Aufgaben und Tätigkeiten

Ein Presbyterium ist das gewählte Leitungsorgan einer evangelischen Kirchengemeinde im Rheinland. Pfarrerinnen und Pfarrer, Presbyterinnen und Presbyter (ehrenamtlich) und gewählte Mitarbeiterinnen und Mitarbeiter sind gleichberechtigte Mitglieder dieses Leitungsorgans.

Das Presbyterium entscheidet über alle Angelegenheiten der Kirchengemeinde. Dazu gehören:

  • Gottesdienst
  • Kirchlicher Unterricht
  • Seelsorge und Diakonie
  • Personal
  • Gebäude
  • Finanzen
  • Ordnung und Verwaltung der Gemeinde

Mitglieder des Presbyteriums haben über Angelegenheiten, die ihrem Wesen nach vertraulich sind, dauernd Verschwiegenheit zu wahren.

 

Wahlen

Gewählt werden die Mitglieder des Presbyteriums von den Mitgliedern der Kirchengemeinde alle vier Jahre.

Wählen darf, wer am Wahltag konfirmiert oder mindestens 16 Jahre alt und im Wahlverzeichnis der Kirchengemeinde eingetragen ist.

Gewählt werden können nur Menschen, die Mitglied der Kirchengemeinde sind. Als Altersgrenzen gelten die Vollendung des 18. und 75. Lebensjahrs.

 

Unsere PresbyterInnen

Opladen

Susanne Blümel, Ilona Brand, Brigitte Dittrich, Manfred Fritsch, Dr. Rainer Gruber, Thomas Lübeck, Klaus Manz

Quettingen

Ute Drüke-Heinemann, Gerlinde Weyer, Michael Ziebell, Renate Zimmermann

Lützenkirchen

Bernd-Uwe Burgheim, Silvia Tamm, N. N., N. N.

Mitarbeitende

N. N., N.N.

 

Stichwort: Presbyter

Das Wort stammt aus dem Griechischen und wird mit „Älterer, Ältester" wiedergegeben. In der Antike diente es nicht nur als Altersbezeichnung, sondern auch als Titel für Amtsträger im politischen oder religiösen Bereich.

 

Stichwort: presbyterial-synodal

Die Evangelische Kirche im Rheinland ist presbyterial-synodal verfasst (zusammengesetzt aus griechisch „Älterer, Ältester" und „gemeinsamer Weg", „Versammlung"). Der Ausdruck bezeichnet eine Grundentscheidung und birgt das Bekenntnis zu Jesus Christus, der allein seine Kirche leitet.
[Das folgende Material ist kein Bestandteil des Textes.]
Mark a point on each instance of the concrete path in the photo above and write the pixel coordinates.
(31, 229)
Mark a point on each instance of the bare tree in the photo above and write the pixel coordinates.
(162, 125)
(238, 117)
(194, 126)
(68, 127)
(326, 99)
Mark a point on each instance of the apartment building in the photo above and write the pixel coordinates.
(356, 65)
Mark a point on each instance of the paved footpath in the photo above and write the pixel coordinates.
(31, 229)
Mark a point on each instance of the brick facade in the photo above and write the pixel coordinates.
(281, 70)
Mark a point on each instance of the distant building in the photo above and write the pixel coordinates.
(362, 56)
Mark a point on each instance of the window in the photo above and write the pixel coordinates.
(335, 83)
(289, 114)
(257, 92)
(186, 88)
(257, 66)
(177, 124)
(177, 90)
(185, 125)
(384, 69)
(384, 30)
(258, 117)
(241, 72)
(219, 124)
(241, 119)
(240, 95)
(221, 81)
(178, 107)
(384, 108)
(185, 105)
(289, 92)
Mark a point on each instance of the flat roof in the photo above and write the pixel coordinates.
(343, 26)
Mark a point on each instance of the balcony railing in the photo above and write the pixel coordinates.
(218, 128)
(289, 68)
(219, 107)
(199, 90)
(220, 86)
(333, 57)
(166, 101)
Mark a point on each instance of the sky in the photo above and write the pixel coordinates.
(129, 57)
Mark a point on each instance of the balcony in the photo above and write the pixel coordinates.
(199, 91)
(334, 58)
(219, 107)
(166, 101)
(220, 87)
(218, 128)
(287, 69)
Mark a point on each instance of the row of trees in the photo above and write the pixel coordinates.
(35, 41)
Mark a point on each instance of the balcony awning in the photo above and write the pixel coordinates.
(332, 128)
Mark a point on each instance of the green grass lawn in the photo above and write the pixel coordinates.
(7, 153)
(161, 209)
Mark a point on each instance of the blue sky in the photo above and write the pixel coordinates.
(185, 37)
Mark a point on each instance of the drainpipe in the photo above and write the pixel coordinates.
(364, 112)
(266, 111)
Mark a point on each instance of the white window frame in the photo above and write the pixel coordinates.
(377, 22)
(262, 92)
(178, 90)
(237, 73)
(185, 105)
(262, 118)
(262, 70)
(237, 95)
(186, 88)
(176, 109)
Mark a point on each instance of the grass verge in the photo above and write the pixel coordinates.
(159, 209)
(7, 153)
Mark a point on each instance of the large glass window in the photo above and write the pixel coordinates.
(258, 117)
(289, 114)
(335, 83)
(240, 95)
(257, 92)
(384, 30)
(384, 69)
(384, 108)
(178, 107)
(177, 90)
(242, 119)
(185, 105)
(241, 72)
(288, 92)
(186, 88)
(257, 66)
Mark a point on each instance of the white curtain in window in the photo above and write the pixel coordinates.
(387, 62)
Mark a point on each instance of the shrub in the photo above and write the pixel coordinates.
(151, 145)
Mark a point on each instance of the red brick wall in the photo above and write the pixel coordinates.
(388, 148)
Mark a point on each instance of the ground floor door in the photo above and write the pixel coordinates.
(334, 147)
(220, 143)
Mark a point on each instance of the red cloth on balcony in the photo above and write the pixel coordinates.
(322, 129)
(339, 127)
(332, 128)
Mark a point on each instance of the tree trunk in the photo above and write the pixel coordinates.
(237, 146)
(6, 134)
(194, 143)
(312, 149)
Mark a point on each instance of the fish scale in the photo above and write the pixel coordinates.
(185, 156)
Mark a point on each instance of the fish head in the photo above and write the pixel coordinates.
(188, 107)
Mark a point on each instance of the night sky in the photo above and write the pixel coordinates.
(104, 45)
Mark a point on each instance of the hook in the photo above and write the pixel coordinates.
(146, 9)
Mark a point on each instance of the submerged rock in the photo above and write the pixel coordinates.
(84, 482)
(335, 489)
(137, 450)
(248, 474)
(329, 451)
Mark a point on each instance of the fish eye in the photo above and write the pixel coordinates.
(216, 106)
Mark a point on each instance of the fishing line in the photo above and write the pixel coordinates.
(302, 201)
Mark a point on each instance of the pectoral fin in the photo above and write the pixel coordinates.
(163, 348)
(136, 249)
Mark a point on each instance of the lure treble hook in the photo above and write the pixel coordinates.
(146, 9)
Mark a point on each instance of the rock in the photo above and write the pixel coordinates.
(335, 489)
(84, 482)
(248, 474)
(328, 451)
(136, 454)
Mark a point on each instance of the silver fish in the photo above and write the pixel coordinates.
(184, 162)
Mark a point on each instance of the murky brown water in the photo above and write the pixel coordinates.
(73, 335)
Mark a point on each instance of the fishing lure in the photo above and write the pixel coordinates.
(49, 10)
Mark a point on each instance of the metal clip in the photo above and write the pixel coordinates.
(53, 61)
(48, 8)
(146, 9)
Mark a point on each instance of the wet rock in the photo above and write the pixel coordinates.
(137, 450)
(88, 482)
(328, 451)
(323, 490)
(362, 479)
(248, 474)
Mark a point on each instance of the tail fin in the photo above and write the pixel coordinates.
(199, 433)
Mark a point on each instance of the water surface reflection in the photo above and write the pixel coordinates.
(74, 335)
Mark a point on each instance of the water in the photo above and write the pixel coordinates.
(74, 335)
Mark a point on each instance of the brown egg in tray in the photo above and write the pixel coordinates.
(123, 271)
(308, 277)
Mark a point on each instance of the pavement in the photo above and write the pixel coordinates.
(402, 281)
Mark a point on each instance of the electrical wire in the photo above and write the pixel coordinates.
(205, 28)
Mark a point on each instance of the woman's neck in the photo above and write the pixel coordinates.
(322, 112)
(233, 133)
„Presbyterial-synodal" bedeutet, dass sich Kirche von unten, von der Gemeinde her aufbaut. Die Kirchengemeinden sind in Kirchenkreisen zusammengeschlossen und in der Landeskirche miteinander verbunden. Gemeinde- wie auch Kirchenleitung liegen auf allen Ebenen bei den gewählten Mitgliedern der Leitungsgremien und geschehen grundsätzlich in Gemeinschaft.
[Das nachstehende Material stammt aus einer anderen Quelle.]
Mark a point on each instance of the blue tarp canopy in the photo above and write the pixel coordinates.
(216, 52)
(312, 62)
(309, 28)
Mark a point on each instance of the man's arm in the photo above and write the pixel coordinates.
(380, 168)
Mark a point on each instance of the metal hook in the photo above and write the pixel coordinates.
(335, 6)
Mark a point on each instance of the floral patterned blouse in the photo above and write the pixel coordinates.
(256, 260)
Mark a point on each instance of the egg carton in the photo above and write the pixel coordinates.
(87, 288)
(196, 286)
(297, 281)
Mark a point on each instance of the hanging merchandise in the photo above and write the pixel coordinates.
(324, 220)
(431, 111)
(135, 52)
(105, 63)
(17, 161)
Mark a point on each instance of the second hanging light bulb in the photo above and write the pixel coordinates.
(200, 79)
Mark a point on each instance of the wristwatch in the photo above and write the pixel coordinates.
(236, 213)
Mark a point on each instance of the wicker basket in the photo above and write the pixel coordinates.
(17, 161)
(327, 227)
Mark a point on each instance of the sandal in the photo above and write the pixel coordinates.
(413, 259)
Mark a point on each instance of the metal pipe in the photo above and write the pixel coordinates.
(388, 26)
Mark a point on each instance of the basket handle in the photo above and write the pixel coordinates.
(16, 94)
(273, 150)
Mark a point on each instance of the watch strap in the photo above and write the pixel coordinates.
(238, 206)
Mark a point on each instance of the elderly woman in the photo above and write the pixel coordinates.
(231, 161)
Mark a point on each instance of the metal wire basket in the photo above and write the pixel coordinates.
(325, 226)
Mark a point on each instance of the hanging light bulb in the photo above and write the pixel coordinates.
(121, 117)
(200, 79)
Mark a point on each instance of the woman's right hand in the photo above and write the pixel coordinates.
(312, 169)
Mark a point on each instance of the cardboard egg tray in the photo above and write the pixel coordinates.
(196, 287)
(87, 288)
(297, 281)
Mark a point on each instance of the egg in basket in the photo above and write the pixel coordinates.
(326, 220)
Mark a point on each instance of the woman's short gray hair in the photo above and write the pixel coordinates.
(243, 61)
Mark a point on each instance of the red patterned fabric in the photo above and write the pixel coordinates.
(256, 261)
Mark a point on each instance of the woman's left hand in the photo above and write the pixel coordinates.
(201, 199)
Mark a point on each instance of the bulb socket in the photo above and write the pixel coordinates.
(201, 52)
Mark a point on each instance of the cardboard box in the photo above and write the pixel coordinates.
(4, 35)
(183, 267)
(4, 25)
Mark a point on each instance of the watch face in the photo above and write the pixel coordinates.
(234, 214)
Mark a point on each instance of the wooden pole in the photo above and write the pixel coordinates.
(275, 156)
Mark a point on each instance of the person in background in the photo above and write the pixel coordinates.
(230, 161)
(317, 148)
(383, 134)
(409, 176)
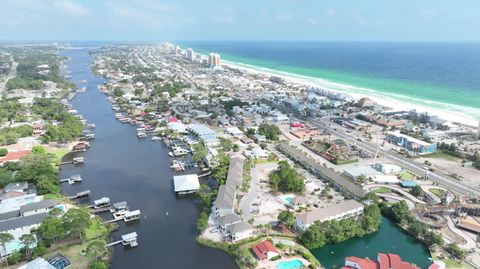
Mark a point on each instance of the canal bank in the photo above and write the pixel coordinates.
(123, 168)
(389, 239)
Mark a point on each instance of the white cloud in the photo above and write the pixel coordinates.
(224, 15)
(72, 8)
(283, 16)
(429, 13)
(312, 21)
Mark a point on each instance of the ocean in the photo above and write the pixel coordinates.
(441, 76)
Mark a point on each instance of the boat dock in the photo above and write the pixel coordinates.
(129, 239)
(81, 194)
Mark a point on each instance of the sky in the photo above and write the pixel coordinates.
(323, 20)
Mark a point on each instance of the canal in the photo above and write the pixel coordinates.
(389, 239)
(124, 168)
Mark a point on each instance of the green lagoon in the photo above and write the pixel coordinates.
(389, 239)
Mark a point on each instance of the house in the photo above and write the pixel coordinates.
(411, 144)
(238, 231)
(14, 156)
(259, 138)
(342, 210)
(36, 208)
(186, 184)
(227, 220)
(15, 195)
(18, 227)
(384, 261)
(265, 250)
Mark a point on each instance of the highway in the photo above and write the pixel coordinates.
(392, 157)
(398, 159)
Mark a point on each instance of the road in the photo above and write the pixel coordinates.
(398, 159)
(11, 74)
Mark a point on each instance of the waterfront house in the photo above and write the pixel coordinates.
(411, 144)
(186, 184)
(265, 250)
(238, 231)
(18, 227)
(342, 210)
(227, 220)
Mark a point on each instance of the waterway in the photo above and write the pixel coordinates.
(124, 168)
(389, 239)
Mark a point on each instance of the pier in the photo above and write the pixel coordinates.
(81, 194)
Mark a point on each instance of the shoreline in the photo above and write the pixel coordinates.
(379, 97)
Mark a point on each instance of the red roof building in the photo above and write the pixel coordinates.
(265, 250)
(14, 156)
(384, 261)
Die presbyterial-synodale Verfassung ist in ihrer genauen Umsetzung nicht mit demokratischen Prozessen zu verwechseln. Evangelische Christen sind nur an die Heilige Schrift und ihr Gewissen gebunden. So haben die gewählten Mitglieder der Leitungsgremien kein Mandat ihrer Wähler. Sie sind aber an die Gemeinschaft der Brüder und Schwestern gewiesen.

Das spiegelt sich in den Entscheidungsabläufen wider: Es geht nicht bloß um Mehrheiten, sondern auch um Einmütigkeit, die sich im Bemühen um innere Gemeinsamkeit zeigt. So sollen alle, die in der Kirche Verantwortung tragen, gemeinsam unterwegs sein zu dem, der sich „der Weg und die Wahrheit" nennt (Johannes 14,6).